Я перезвонил жене. Она не брала трубку. Писатель возобновил попытки оставить меня у себя, но мы не прожили с ним столько лет, сколько с женой, и я, отвергнув лёгкие варианты, втиснулся в затормозившую попутку, услышав водительское: «Блевать не будешь?»
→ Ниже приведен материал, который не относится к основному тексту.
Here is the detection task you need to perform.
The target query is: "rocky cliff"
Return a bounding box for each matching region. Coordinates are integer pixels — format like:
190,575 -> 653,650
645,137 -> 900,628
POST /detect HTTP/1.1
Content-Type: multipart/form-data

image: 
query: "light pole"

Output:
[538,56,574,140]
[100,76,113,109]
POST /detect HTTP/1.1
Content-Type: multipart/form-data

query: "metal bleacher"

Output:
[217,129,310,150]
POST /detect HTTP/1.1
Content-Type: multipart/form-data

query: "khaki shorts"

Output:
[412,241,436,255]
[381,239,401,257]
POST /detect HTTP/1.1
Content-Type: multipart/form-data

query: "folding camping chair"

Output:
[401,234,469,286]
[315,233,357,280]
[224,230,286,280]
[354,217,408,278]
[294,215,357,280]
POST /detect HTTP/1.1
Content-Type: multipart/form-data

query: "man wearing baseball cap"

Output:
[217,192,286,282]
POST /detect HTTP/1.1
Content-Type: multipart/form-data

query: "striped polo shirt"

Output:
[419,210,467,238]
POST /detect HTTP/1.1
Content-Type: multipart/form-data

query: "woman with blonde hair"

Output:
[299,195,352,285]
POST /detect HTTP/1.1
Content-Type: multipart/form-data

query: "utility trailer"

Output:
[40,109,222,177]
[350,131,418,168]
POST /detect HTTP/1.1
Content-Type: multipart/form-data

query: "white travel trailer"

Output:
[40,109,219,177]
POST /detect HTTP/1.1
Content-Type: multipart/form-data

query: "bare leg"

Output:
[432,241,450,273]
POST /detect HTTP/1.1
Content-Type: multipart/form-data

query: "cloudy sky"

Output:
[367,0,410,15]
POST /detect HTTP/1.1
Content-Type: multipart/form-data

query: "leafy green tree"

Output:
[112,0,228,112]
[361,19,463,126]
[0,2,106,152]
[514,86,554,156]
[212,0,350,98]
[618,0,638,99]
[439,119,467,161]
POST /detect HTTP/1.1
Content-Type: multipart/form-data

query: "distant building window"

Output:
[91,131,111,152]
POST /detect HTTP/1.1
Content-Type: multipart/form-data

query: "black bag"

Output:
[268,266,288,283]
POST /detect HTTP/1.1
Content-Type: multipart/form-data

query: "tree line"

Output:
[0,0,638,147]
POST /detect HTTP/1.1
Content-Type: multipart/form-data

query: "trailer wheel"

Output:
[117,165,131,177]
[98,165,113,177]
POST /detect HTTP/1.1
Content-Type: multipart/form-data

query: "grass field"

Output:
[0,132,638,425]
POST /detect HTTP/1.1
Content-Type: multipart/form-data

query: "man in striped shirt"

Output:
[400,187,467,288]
Я помахал налитой головой, и писатель, сунув в окно свою гладкую, почти восковую физиономию, вновь крикнул напоследок:
– А Тедди знал!
На ялтинском автовокзале неуклюжей хрюшкой я метнулся к кассам – роллеты были закрыты. Стукнул пару раз кулаком – вдруг задержалась припозднившаяся кассирша? – но тут же, испуганный и пьяный, одёрнул себя, думая о полиции, которая по неясным, видимо, глубоко экзистенциальным причинам казалась страшнее милиции.
Автобусные платформы остывали от тепла недавнего солнца и мельтешащих ног. Голубые столбы с белыми табличками уходили в цвета смородинового варенья небо. Пищащими эсэмэсками жена подгоняла домой.
– Мужчина, куда ехать?
– Довезу!
– Евпатория, Симферополь!
Водилы лениво подходили ко мне, расслабленные, не такие шумные и приставучие, как обычно. Даже их неподражаемые иерихонские голоса, заставляющие либо ехать, либо завидовать глухим, стали нормальными. Водилы знали: этот пьяный, растерянный молодой человек, в зависимости от одежды и степени выспанности тянущий на мужчину, никуда не денется. Я и сам был готов ехать, хоть сейчас, но, называя сумму, всякий раз слышал отказ.